Ich würde WOW komplett einmal deinstalieren, die Ordner löschen und nochmal komplett WOW neu installieren.
Bestimmt eine Datei schadhaft.
Bevor man jetzt stundenlang nach den Fehler sucht.

Hast Du irgendwelche Cleaning Software benutzt?


----------



## ForenTroll (12. Oktober 2022)

soulstyle schrieb:


> Hast Du irgendwelche Cleaning Software benutzt?


Nein und das mit dem kompletten Deinstallieren und dann neu installieren habe ich auch schon hinter mir. Leider ohne Erfolg


----------



## sp01 (12. Oktober 2022)

Hast du schon mal das B-Net deinstalliert oder nur WoW?
Ich habe die Vermutung das eine neuinstallation des B-Nets helfen könnte. Zuvor noch manuell die restlichen Ordner entfernen, damit es auch wirklich sauber ist.


----------



## ForenTroll (12. Oktober 2022)

sp01 schrieb:


> Hast du schon mal das B-Net deinstalliert oder nur WoW?
> Ich habe die Vermutung das eine neuinstallation des B-Nets helfen könnte. Zuvor noch manuell die restlichen Ordner entfernen, damit es auch wirklich sauber ist.


Jup, das hatte ich auch schon gemacht


----------



## ForenTroll (13. Oktober 2022)

sp01 schrieb:


> Hast du schon mal das B-Net deinstalliert oder nur WoW?
> Ich habe die Vermutung das eine neuinstallation des B-Nets helfen könnte. Zuvor noch manuell die restlichen Ordner entfernen, damit es auch wirklich sauber ist.

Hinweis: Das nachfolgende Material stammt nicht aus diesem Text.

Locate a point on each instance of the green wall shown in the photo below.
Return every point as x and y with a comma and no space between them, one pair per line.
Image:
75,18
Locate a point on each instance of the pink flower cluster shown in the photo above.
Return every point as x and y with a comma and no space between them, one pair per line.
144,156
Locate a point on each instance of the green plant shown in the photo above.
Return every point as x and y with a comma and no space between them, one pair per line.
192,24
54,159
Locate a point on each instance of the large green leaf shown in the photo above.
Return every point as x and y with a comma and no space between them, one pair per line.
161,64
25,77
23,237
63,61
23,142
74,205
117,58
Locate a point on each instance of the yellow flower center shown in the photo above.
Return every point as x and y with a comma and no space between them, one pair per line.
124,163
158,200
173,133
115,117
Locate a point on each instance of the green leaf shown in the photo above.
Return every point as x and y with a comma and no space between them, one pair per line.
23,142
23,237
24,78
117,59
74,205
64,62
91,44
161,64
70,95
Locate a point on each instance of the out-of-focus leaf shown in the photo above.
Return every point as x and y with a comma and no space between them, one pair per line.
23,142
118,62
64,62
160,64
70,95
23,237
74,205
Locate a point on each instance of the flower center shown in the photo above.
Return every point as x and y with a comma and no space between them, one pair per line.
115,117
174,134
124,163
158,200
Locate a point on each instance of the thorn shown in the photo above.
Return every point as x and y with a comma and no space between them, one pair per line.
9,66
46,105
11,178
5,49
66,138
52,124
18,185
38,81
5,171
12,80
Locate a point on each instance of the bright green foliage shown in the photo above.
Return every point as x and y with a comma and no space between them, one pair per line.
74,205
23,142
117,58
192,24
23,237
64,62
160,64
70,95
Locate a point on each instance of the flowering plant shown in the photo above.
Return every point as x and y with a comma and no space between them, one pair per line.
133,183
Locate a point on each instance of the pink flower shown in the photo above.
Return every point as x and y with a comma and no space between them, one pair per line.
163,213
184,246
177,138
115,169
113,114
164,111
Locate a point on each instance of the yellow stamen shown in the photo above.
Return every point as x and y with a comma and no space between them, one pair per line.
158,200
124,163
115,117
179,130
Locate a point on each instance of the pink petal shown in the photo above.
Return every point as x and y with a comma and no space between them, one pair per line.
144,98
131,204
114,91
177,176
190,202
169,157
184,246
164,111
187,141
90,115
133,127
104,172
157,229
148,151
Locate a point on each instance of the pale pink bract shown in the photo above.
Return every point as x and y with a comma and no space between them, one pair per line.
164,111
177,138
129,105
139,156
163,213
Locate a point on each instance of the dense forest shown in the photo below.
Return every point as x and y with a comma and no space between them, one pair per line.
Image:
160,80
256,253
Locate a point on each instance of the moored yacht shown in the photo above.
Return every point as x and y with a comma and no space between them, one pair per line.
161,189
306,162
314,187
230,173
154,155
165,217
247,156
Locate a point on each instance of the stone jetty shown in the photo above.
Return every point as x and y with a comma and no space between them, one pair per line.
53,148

Ich hatte zum Schluss alles von Blizzard, also alle Games und auch die B-Net App, deinstalliert so wie manuell alle Odner gelöscht die etwas mit Blizzard oder den Games zu tun hatten. Und das auch im Roaming Ordner.
Erst dann hatte ich wie WoW und die App installiert. Nur hat das alles nichts gebracht


----------



## sp01 (14. Oktober 2022)

Seltsam, dann geht die Fehlersuche vermutlich bei der Hardware weiter 
Zuerst mal das Netzwerk check, Festplatte und RAM – würde ich so vorgehen.
wurde sonst irgend was grösser am Rechner geändert oder Software installiert (zb Antivierus/Firewall) das vor dem Problem noch nicht vorhanden war?


----------



## soulstyle (14. Oktober 2022)

Hast Du noch eine Festplatte?

Wenn ja, würde ich das Betriebssytem auf einer anderen Festplatte neu installieren und danch
WOW  installieren und schauen ob es dann läuft.
Nicht die vorhandene Platte mit dem Betriebsystem nutzen.(Am besten ausbauen).
Wenn das klappt musst Du dein Betriebssytem komplett neu installieren.

Wenn nur WOW nicht startet, glaube ich nicht das deine Hardware was hat, das kann nicht sein.
Ich hätte nie die Geduld gehabt seit Mittwoch mit dem Fehler zu leben.....


----------



## Veriquitas (14. Oktober 2022)

Du solltest dich mal im Forum melden von Blizzard. Der Launcher spinnt manchmal nen bischen, bei Hots zb. ist es manchmal so dass das Spiel auch nicht startet und ist nen bekanntes Problem.  Vieleicht ist es in dem Fall auch so.


----------



## ForenTroll (15. Oktober 2022)

sp01 schrieb:


> Seltsam, dann geht die Fehlersuche vermutlich bei der Hardware weiter
> Zuerst mal das Netzwerk check, Festplatte und RAM – würde ich so vorgehen.
> wurde sonst irgend was grösser am Rechner geändert oder Software installiert (zb Antivierus/Firewall) das vor dem Problem noch nicht vorhanden war?


Das würde ich ausschließen, denn andere Games, wie z.B. TESO, New World, D3, Diablo Immortal & Last Epoch laufen und starten anstandslos.


soulstyle schrieb:


> Hast Du noch eine Festplatte?
> 
> Wenn ja, würde ich das Betriebssytem auf einer anderen Festplatte neu installieren und danch
> WOW  installieren und schauen ob es dann läuft.
> ...


Werde ich schlussendlich wohl machen. Habe mir jetzt noch eine 2TB m2 bestellt, die ich zusätzlich einbauen werde. Darauf werden dann nur noch die Games installiert.

Geduld, naja. Es scheut mich viel mehr Win 10 komplett neu aufsetzen & konfigurieren zu müssen. Plus alles an Software was ich zusätzlich noch so laufen habe 


*UPDATE:*
Spaßeshalber mal den PTR für Dragonfly runter geladen und siehe da, es startet fast sofort und läuft ohne Probleme.
Retail tut es immer noch nicht 
Das bitte soll man noch verstehen


----------